Mit einem Mal war Björn Andrésen in einer anderen Welt. Er war fünfzehn Jahre alt, schüttelte in London der Queen die Hand und traf sich an den Filmfestspielen in Cannes mit Jack Nicholson zum Lunch. «Ich fühlte mich wie in einem James-Bond-Film», sagte er vor einigen Jahren in einem Interview: «Die Leute überschlugen sich, wie toll ich in der Rolle gewesen sei. Aber mal im Ernst, ich spreche ja nicht einmal eine Zeile Dialog.»



Der Rummel um seine Person war das eine. Die Art, wie er auf dem Set behandelt wurde, das andere. Björn Andrésen wurde bei den Dreharbeiten von seiner Grossmutter und einer Lehrerin begleitet.
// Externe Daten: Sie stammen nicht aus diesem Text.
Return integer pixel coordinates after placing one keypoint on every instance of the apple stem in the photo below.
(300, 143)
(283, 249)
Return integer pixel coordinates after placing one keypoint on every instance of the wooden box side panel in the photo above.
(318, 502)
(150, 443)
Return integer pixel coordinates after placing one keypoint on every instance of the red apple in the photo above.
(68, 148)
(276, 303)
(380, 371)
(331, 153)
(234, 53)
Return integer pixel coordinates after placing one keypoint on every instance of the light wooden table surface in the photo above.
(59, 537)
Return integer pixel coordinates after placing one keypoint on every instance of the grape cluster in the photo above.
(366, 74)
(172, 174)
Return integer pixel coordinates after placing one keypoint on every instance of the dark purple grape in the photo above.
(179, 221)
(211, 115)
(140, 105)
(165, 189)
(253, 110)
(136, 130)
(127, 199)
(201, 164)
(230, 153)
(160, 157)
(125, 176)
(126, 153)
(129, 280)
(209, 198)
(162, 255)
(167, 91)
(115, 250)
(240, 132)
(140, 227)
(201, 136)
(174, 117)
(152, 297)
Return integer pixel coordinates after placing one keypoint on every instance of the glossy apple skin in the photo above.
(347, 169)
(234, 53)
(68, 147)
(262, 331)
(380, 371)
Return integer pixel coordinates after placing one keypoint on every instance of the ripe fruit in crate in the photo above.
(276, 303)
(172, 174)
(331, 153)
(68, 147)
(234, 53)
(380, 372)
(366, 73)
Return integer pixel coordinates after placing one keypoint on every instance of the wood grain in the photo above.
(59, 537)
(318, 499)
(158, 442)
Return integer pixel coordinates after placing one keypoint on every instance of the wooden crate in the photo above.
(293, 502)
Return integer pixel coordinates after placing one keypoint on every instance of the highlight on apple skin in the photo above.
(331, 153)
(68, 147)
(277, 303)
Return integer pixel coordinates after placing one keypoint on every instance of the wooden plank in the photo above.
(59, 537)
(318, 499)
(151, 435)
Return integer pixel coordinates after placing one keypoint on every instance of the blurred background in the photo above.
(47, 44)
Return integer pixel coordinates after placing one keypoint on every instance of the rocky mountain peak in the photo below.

Er sollte schulisch nichts versäumen. Visconti sei liebenswürdig gewesen, «ein echter Aristokrat». Aber zugleich «ein kulturelles Raubtier, das für seine Arbeit alles und jeden opfern würde», sagte Andrésen vor ein paar Jahren dem «Guardian». Er habe ihn für den Film ausgenutzt.
Nach den Dreharbeiten nahmen Visconti und sein Team Björn mit an wilde Partys in Schwulenklubs, wo getrunken und gekokst wurde. Die Grossmutter scheint sich daran nicht gestört zu haben. In den Klubs überliessen sie den Jungen sich selbst. «Fast die gesamte Crew war schwul» erzählte Andrésen, «und die Kellner machten mir das Leben schwer. Sie sahen mich an, als ob ich ein leckeres Fleischgericht wäre. Ich fühlte mich wie ein exotisches Tier in einem Käfig.» Er habe sich nicht getraut, sich zu wehren: «Das wäre sozialer Selbstmord gewesen.»
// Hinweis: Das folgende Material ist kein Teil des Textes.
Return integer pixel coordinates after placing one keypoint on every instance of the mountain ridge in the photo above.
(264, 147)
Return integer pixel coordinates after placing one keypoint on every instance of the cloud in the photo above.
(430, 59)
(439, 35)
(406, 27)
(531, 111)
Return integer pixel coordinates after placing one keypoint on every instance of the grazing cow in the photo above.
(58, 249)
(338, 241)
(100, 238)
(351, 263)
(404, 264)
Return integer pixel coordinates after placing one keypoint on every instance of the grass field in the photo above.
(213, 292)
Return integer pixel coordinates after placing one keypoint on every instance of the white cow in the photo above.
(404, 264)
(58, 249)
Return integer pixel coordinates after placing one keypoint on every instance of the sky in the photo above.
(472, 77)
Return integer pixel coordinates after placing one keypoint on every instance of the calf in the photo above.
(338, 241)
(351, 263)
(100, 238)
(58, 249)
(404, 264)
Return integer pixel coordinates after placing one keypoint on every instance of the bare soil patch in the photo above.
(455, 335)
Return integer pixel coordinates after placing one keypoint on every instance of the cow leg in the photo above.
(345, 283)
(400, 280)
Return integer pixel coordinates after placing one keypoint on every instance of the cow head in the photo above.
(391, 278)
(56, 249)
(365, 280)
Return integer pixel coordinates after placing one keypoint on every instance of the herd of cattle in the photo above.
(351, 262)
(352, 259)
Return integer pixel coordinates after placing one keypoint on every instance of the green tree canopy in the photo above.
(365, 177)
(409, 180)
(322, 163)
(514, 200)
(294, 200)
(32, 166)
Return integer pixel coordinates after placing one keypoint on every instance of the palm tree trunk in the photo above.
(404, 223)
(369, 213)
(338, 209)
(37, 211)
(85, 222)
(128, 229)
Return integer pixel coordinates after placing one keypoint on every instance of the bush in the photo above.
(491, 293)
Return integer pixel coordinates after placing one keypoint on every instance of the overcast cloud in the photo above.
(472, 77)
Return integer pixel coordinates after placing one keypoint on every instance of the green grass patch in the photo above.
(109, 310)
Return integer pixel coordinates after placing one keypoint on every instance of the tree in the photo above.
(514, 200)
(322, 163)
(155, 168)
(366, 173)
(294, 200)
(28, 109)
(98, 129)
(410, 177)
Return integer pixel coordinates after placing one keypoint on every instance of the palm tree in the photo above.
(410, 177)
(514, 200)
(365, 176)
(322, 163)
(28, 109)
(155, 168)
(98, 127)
Aus heutiger Sicht ist klar: Was Visconti tat, war Missbrauch. Andrésen war minderjährig, und auch wenn er nicht Opfer von direkten sexuellen Übergriffen wurde, wurde er ausgenutzt. Der ätherische, blondgelockte Jüngling war ein Objekt der Begierde. Nicht nur im Film für Gustav von Aschenbach. Sondern auch im richtigen Leben. Für Luchino Visconti, der damals mit dem österreichischen Schauspieler Helmut Berger liiert war. Und für die Crew um ihn herum.
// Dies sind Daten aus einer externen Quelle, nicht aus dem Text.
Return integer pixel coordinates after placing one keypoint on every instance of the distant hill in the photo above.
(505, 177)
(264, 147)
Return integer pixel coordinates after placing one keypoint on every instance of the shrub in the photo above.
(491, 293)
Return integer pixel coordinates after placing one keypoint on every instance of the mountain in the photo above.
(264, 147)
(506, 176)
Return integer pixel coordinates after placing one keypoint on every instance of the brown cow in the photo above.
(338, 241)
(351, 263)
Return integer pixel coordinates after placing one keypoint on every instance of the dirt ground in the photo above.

Das Etikett des «schönsten Jungen der Welt» wurde Andrésen nicht mehr los. Er empfand die frühe Berühmtheit als Belastung, geriet immer wieder in psychische Krisen, litt an Depressionen. Die Karriere als Musiker, die er anstrebte, verlief harzig. «Keiner wollte mich ernst nehmen. Für die Leute blieb ich immer Tadzio.» Tadzio sei ein Schatten gewesen, der ihn immer verfolgt habe. «Death in Venice» habe sein Leben zerstört. Auch als Schauspieler konnte Andrésen nicht an den Erfolg anknüpfen, den er mit dem Film gefeiert hatte. Ab und zu spielte er kleine Rollen. In Filmen, die mässig erfolgreich waren.
Wenn er gewusst hätte, was mit dem Film auf ihn zukomme, hätte er die Rolle nicht angenommen, sagte Andrésen einmal. Aber er wurde gar nie gefragt. Die Grossmutter entschied. Und verhandelte schlecht. Für die Rolle des Tadzio erhielt Andrésen fünftausend Dollar. Dirk Bogardes Gage betrug hundertzwanzigtausend Dollar. Andrésen kämpfte ein Leben lang mit finanziellen Problemen. Er lebte mit seiner Frau, einer Tochter, einem Hamster und einer Katze in einer kleinen Wohnung in Stockholm. Ein Sohn war im Säuglingsalter gestorben.
Sein Wunsch, in einem Horrorfilm mitzuspielen, wurde schliesslich erfüllt. In «Midsommar» von Ari Aster spielte er 2019 den Dorfältesten einer heidnischen Kommune, der sich in einer Zeremonie selbst opfert. Andrésen war von der Rolle begeistert: «In einem Horrorfilm getötet zu werden», sagte er einem Journalisten, «ist der Traum jedes Jungen.» Am vergangenen Samstag ist Björn Andresen siebzigjährig in Stockholm gestorben.